Create a new folder in your web server public folder (www folder in most cases), let’s call this new folder “racingmath”. In it, create the following sub-folders and empty files, and copy the JS files contained in Quintus/lib where shown:

racingmath/index.html
racingmath/data/
racingmath/lib/   —> copy the Quintus/lib JS files here
racingmath/images/

The Files

Download the source code and game assets in this link. Unless you wanna ruin the fun don’t look at the code just yet. Copy the content of /images and /data to their corresponding counterparts in your project though.

Image attribution:

Terrain tiles http://opengameart.org/content/minecraft-ish-platformer-tiles
Created by nkorth, thanks for the artwork!
license: CC-By 3.0

Tough guys tiles http://opengameart.org/content/skyriot-sprites
Created by freedomforge, thanks for the artwork!
license: CC-By-SA 3.0

Pixelated bunny chick http://opengameart.org/content/twelve-more-characters-3-free-characters-and-a-child-template
Created by Antifarea, submitted by CharlesGabriel. Thanks for the artwork!
license: CC-BY 3.0

The Framework

Quintus is a framework with a focus on simplicity and clear syntax. It grabs concepts from JQuery, Underscore JS and other HTML5 game frameworks. You don’t need to have experience using these libraries in order to get started with Quintus, although it would certainly be of help.

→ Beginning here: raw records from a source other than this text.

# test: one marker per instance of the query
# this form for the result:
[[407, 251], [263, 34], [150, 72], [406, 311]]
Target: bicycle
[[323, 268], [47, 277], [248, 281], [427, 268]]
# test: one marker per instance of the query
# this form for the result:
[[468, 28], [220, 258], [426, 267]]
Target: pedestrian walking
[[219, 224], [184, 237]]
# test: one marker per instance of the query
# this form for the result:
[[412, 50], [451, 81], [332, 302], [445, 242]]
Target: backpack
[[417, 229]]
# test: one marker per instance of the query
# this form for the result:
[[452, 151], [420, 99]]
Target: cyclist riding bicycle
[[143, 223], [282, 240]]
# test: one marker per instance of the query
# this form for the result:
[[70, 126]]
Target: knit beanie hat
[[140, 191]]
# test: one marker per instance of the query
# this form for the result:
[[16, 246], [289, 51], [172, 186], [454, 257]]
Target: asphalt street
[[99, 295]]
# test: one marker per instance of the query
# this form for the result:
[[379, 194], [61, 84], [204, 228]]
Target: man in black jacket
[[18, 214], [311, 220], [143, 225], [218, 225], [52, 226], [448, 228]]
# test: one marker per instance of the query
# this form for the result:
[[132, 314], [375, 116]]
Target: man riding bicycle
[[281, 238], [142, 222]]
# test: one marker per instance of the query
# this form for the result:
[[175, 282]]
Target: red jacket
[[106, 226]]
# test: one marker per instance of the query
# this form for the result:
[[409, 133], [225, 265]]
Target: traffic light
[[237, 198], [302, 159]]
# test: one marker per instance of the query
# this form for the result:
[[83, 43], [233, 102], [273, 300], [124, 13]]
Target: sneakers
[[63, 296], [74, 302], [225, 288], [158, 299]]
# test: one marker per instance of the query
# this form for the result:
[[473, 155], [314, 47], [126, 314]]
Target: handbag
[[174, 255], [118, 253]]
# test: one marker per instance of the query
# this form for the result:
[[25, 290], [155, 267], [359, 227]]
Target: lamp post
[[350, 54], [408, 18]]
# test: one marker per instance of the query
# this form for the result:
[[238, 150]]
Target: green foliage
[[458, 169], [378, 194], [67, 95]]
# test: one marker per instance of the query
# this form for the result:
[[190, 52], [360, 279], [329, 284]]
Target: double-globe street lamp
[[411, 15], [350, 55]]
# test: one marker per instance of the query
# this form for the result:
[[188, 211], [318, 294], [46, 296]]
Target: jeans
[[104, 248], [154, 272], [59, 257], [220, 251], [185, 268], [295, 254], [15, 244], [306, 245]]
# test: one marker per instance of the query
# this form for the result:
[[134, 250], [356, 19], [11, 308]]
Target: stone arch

Some useful links for this framework:

  • Quintus Github page. Before starting a new project make sure you are using the latest code. You can report bugs in this page. Also, like in other Open Source projects you can become an active contributor and add extra features.
  • Quintus homepage. Take a look at the platformer example, the introductory guide and the annotated source code to get a feel of the basics.
  • Google Plus Quintus community. If you have questions regarding the framework this is the place to ask. Also, as you become familiar with it you can respond other people’s questions as well.

The Basics

Before we get started with the actual game, I’d like to go through a few of the basic concepts when working with Quintus. These are covered in more depth in the intro guide at Quintus homepage.

1. Engine setup

You’ll always start your game by creating a new instance of the engine and including the modules that you want to use. There are some setup options as well that have to do with screen resolution. Running the following will initiate the engine and create a new canvas in your document. You can also specify your own canvas identifier:

var Q = Quintus()
             .include("Sprintes, Scenes, Input, 2D");
             .setup({width: 1000, height: 1000});

2. Classes

Quintus comes with it’s own implementation of John Resig’s simple JavaScript inheritance so that you can create classes and subclasses in the same way other OOP languages implement it.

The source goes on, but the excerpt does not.